When not to Scrum? PDF Print E-mail
Written by Ed Willis   
Thursday, 05 April 2012 00:00

Do not Scrum!In Scrum training sessions, someone would invariably ask variants of these questions:

  • What kinds of projects aren't a good fit for Scrum?
  • When would you advise against adopting Scrum?

I always managed to get caught flat-footed by those questions.  I'd stumble through some sort of response but all the while I knew I hadn't really given the matter enough thought.  This article is intended to address that.

When should you not Scrum?

My approach is simply to review what Scrum asks us to do and then imagine projects and environments where this will be either prohibitively difficult or less useful.  I know I have not been exhaustive - I have no doubt that my own experiences and biases have shaped what I've listed.

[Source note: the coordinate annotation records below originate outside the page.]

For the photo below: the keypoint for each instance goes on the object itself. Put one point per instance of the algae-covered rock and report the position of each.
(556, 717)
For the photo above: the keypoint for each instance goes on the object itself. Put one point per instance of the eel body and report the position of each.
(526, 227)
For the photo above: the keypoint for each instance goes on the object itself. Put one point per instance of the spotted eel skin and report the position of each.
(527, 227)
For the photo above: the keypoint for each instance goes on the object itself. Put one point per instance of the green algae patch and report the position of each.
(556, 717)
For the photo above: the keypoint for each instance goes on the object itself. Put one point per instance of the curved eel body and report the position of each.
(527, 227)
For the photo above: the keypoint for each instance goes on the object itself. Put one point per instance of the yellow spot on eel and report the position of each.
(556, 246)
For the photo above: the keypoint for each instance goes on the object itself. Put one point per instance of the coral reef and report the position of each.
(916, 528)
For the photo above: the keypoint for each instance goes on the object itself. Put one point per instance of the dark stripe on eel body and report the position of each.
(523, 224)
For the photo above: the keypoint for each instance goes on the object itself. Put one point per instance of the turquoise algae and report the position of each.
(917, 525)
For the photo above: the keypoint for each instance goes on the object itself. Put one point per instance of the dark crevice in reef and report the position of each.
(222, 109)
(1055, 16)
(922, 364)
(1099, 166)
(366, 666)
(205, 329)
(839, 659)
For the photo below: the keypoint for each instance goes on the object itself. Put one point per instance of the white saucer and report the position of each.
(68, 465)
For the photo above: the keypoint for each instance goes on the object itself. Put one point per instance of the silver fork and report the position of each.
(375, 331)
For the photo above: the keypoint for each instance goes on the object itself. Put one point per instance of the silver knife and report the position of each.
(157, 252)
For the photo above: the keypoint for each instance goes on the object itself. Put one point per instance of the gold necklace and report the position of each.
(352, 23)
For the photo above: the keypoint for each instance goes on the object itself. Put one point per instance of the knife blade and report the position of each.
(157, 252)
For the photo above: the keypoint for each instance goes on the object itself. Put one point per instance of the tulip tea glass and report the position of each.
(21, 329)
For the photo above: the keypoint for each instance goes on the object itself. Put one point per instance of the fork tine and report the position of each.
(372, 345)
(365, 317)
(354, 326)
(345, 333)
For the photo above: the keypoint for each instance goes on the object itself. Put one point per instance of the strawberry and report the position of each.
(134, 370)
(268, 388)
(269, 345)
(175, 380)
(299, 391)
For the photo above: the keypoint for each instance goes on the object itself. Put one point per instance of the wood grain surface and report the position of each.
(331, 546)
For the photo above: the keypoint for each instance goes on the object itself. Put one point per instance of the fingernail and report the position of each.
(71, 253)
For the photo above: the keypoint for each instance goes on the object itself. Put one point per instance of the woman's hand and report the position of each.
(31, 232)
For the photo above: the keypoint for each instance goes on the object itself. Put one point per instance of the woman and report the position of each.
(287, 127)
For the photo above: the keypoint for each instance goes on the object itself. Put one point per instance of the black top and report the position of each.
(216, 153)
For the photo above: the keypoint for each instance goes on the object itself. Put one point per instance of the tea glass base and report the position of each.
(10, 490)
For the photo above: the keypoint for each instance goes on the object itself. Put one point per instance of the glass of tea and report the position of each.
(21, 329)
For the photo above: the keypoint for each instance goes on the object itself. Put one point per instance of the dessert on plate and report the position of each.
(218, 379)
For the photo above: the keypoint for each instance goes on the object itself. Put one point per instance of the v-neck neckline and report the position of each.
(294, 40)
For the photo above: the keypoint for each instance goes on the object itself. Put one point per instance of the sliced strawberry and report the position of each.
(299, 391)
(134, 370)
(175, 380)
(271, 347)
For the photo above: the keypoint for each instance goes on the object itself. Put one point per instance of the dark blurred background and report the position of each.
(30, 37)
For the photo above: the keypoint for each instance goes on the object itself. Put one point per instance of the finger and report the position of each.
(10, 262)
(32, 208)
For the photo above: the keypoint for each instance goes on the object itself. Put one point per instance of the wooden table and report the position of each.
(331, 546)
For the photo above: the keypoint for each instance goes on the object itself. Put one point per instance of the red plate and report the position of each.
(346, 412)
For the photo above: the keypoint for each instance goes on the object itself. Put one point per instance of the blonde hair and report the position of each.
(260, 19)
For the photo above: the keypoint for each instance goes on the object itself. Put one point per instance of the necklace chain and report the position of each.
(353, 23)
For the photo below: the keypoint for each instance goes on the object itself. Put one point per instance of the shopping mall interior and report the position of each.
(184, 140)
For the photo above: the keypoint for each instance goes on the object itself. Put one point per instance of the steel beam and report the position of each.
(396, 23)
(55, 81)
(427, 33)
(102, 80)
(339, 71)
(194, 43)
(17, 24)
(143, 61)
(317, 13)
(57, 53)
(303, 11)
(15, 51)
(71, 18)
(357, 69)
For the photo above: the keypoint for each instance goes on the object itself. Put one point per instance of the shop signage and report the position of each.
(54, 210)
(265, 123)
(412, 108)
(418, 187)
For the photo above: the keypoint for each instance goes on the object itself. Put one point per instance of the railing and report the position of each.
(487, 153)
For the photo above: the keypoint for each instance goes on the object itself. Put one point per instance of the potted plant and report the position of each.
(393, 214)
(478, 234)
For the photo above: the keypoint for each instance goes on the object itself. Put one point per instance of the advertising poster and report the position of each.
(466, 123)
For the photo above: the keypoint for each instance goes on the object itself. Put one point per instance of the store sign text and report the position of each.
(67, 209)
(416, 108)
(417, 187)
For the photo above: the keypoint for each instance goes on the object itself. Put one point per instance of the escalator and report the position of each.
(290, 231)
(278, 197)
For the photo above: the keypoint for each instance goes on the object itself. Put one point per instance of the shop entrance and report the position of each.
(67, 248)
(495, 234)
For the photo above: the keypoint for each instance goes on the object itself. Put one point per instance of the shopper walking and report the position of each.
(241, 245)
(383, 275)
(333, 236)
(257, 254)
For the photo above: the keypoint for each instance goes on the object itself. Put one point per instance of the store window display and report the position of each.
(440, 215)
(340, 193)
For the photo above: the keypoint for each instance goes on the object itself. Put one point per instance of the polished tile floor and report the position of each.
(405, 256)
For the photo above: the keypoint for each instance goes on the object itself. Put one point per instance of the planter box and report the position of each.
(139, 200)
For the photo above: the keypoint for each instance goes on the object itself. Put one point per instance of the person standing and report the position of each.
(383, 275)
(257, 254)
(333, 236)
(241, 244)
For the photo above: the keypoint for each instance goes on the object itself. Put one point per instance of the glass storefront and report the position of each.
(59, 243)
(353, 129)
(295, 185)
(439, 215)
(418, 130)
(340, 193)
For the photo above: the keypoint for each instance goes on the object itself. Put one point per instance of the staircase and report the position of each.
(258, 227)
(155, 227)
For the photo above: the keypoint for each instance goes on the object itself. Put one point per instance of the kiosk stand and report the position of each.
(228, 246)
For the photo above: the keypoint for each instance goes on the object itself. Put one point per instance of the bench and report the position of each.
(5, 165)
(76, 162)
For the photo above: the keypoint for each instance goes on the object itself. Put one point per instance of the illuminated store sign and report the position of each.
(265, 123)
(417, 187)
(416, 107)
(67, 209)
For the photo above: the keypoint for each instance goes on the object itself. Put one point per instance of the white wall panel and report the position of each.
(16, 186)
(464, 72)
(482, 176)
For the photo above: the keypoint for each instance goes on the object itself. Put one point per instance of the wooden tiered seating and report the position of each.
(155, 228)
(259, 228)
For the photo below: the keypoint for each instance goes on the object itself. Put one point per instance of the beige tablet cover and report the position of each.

One point regarding difficulty - many coaches and trainers aim right for the hardest problems in the hopes that a they'll put a big dent in the overall organizational impediments to agility.  I don't think that's necessarily wrong but do think it risks outright failure that will be hard for teams to overcome.  Most of the below items can be properly characterized as impediments of some form and so, in reality, each would speak to the potential value of adopting Scrum.  That said, Scrum adoption (like any other organizational change initiative) is typically very sensitive to early failure - it may be better to start successfully and then build on that to larger and more significant successes than to fail by less and less each sprint.  So an impediment that dramatically increases the chance of failure (even if it really is something that would be valuable to fix) may be sufficient reason to not do Scrum at a given moment in time.  That said, if team desire is strong enough and the sponsorship determined enough, there's little doubt that these obstacles can be surmounted.  The lists below then are not so much contra-indications for Scrum in an organization are they are indications that adopting Scrum may be more likely to fail in the absence of really solid organizational resolve - in which case, they may suggest that this isn't the right time or situation in which to try adopting Scrum.

Organizational culture:

  • Being open and honest about impediments, project progress and team performance is likely to be punished.
  • There are obvious, critical organizational impediments that are currently impossible to remove so impediment identification and retrospectives will become exercises in futility.
  • There is strong opposition to Scrum in powerful segments of the management group which really need to be on-side to give the teams a fighting chance.

Project management:

  • Management will not yield to the team's judgement in areas Scrum leaves in their hands like estimation, scheduling, team processes and norms, and design decisions.
  • Rational estimates are not valued in the organization (for example in an organization that typically sets dates aggressively early in the hopes that, while these dates will almost certainly not be achieved, they will nonetheless drive earlier schedules than would otherwise be the case).
  • There is a strong contingent of project managers or a PMO that will not yield ownership of project management to the team.

Engineering:

  • Engineering practices in place in the organization have waterfall lifecycle assumptions baked in (possible examples include things like architecture review committees, Byzantine change management processes, complex traceability processes, time-consuming review and approval processes and a high degree of reliance on manual testing done in regression passes reserved for late in the lifecycle).
  • Assessing done-ness in a meaningful way is currently too expensive in duration or effort to be performed each iteration (tons of manual test cases, external compliance testing).
  • It is currently impossible for the team to produce something demo-able in even a longish sprint.
  • The current software architecture makes defining Scrum teams that can produce "Sashimi" slices of working product difficult because even minor changes affect everyone.
  • The current software is extremely brittle, making the costs of change prohibitively high.
  • All requirements must be delivered (e.g. implementation of a published standard, some contract situations) - there's little point in prioritization by value (because backlog items have uniform priority) or in backlog grooming (because there's very low requirements volatility).

People:

  • There is more than one person feeding requirements to the team and naming a single Product Owner is impossible or no candidate can be identified who is willing to spend the time product ownership in Scrum demands.
  • No suitable candidate can be identified who is experienced or knowledgeable enough to fill the ScrumMaster role.
  • Organization structure makes it impossible to form cross-functional teams (e.g. the organization is structured along functional lines and the test manager wants to do Scrum but the development manager does not).
  • The team really doesn't want to do Scrum.
  • Turn-over is excessively high - retrospectives will have a tougher time producing sticky value and team dynamics will be shifting so much that team productivity will suffer.
  • Everyone is so specialized in the work they do that forming a feature team becomes next to impossible - the minimum number of people who can produce a working end-user visible feature is much higher than 7+/-2.
  • The organization's geographic distribution makes feature team formation very difficult due to (e.g.) language barriers and time zone differences.